Piazzolla Live, new material
Live recordings of new material
Concierto para bandoneon & Tres Tangos for bandoneon and orchestra performed with the Orchestra of St. Luke's. This CD is available on Electra/Nonesuch (the same label as Kronos Quartet), and like Tango: Zero Hour (another Nonesuch release) is of very high quality. Most of the "classical" recordings of Piazzolla are take-offs on his Tangos, and are performed in the old "schmaltzy" classical style (tons of vibrato on the violins, feels like a 50's movie soundtrack) rather than the drier contemporary form I'm used to (and prefer). These pieces, however, are composed by Piazzolla, and he plays them with the orchestra.
Excerpts from the liner notes:
Piazzolla's Concierto para bandoneon, commissioned by the Banco Provincia de Buenos Aires for a 1979 radio broadcast, resembles a baroque concerto grosso (cf. the back-to-Bach music of Stravinsky or Villa Lobos). It opens with a tutti, all business, brisk and marcato. The bandoneon takes a solo whose melody passes back to the orchestral tutti. More cantabile work by the soloist eventually leads to an interrupted cadenza, then a return of the first melodic solo and tutti. The code is deciso--decisve. Built on drive and repetition, the entire movement barely moves a hair's breadth from its B minor tonality.
The concerto's slow movemement begins with a long unaccompanied bandoneon melody in the finest "Bachianos argentiensis" style. For the first time we even get something like a traditional tango rhythm in the accompaniment. The finale, a rhythm Presto, alternates tonalities--driving A minor, graceful F-sharp minor--as well as a tutti and solo in approved concerto grosso fashion. At the very end, the tempo changes to moderato and the key to A major for an unexpected passionate "Melancolica final." The breathtaking bandoneon melody, apparently unrelated to anything previously heard, nonetheless seems a logical outcome. Thirteen two-bar repetitions, pp to ffff, furnishing a powerful close.
Piazzolla's score of Shakespeare's Songe D'Une Nuit D'Ete (Midsummer Night's Dream) is a real find. This CD is fairly difficult to locate in the US, as it is an import on the "Milan Sur" label. Piazzolla wrote this music for the Comedie Francaise's performance of Shakespeare's play. The recording is of excellent sound quality. One caveat: two songs feature french male singing. If this sort of thing really turns you off, you might not like the CD. However, if you can stand the four or five minutes of singing (or even like it!) then this CD is for you.
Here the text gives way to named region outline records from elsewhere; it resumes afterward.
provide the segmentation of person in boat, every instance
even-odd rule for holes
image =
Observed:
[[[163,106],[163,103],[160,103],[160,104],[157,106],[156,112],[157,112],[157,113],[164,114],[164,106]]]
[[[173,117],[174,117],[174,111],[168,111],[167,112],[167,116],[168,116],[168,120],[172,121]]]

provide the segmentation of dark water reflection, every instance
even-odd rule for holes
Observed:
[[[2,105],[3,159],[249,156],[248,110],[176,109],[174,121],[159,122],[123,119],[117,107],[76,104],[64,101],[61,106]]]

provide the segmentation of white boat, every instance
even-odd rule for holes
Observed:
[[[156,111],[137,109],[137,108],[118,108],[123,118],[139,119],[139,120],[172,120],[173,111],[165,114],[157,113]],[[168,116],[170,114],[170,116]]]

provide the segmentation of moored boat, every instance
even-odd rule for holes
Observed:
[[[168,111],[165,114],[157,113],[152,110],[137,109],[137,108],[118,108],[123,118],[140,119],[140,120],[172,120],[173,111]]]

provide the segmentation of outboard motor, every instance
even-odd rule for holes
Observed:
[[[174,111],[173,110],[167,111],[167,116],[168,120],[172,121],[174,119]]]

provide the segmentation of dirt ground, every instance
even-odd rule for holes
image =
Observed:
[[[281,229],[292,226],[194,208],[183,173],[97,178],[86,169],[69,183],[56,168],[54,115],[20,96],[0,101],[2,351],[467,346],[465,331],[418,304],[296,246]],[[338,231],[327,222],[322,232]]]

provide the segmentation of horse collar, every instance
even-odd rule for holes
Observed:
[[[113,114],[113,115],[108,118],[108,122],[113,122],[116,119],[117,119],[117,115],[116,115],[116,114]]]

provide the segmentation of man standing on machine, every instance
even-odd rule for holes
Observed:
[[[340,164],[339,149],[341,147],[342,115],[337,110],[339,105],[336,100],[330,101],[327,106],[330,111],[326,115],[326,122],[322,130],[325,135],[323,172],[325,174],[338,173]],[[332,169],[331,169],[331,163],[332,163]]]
Note that Piazzolla does not play on this recording: the "Ensemble Paris Tango" does the performing.
Recorded live at the Montreux Jazz festival in Canada, The New Tango: Astor Piazzolla & Gary Burton play Piazzolla's Suite for Vibraphone and New Tango Quintet. If you like the sound of the vibraphone and prefer your Tango with a jazzy touch, then you'll like this CD. Personnally, I'm not crazy about it, because the vibraphone lacks the dynamics to be subtle. I much prefer mallet instruments in the works of Steve Reich, where the instrument's mathematical precision is put to good use. The last few songs on this CD don't have any vibraphone playing, and those are the ones I prefer.
This low-quality cover and generically named CD fooled me into thinking this was a bad Piazzolla live recording. Nothing could be further from the truth! Piazzolla's Tango features Piazzolla playing at the Inernational Festival for Guitar (Belgium). The first piece is a nice orchestral version of Adios Nonino, followed by the 15 minute Concerto for Bandoneon and Guitar.
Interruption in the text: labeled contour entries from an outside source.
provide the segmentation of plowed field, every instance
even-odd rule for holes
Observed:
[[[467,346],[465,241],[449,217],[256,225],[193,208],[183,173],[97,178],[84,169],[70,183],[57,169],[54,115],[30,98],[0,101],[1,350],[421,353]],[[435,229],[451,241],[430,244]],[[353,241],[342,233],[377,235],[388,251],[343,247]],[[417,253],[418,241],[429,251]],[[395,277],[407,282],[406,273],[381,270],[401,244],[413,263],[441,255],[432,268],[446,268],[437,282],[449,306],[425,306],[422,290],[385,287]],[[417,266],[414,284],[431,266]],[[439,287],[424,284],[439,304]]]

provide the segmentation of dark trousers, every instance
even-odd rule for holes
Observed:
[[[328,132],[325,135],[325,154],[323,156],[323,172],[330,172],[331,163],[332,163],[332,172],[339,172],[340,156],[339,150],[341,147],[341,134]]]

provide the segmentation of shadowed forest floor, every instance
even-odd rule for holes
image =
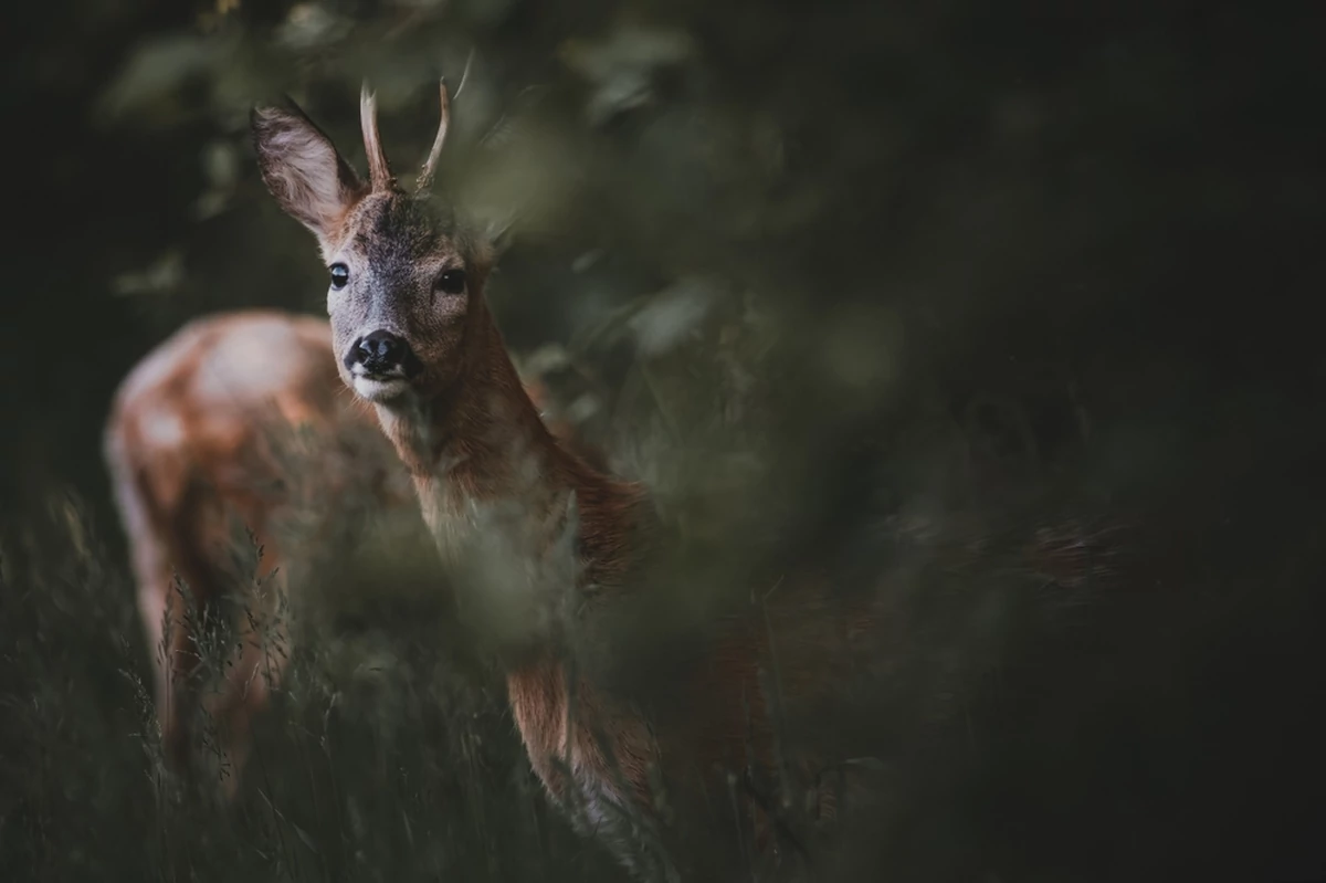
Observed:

La Historia del Tango, volumes 1 and 2 are what you would expect: decently recorded and well performed versions of classic tangos. Piazzolla did not write any of these, but he does perform them.
Unfortunately, the recording quality of Grandes Exitos prevents me from recommending it. The entire recording is overloaded and distorts throughout. It just isn't listenable.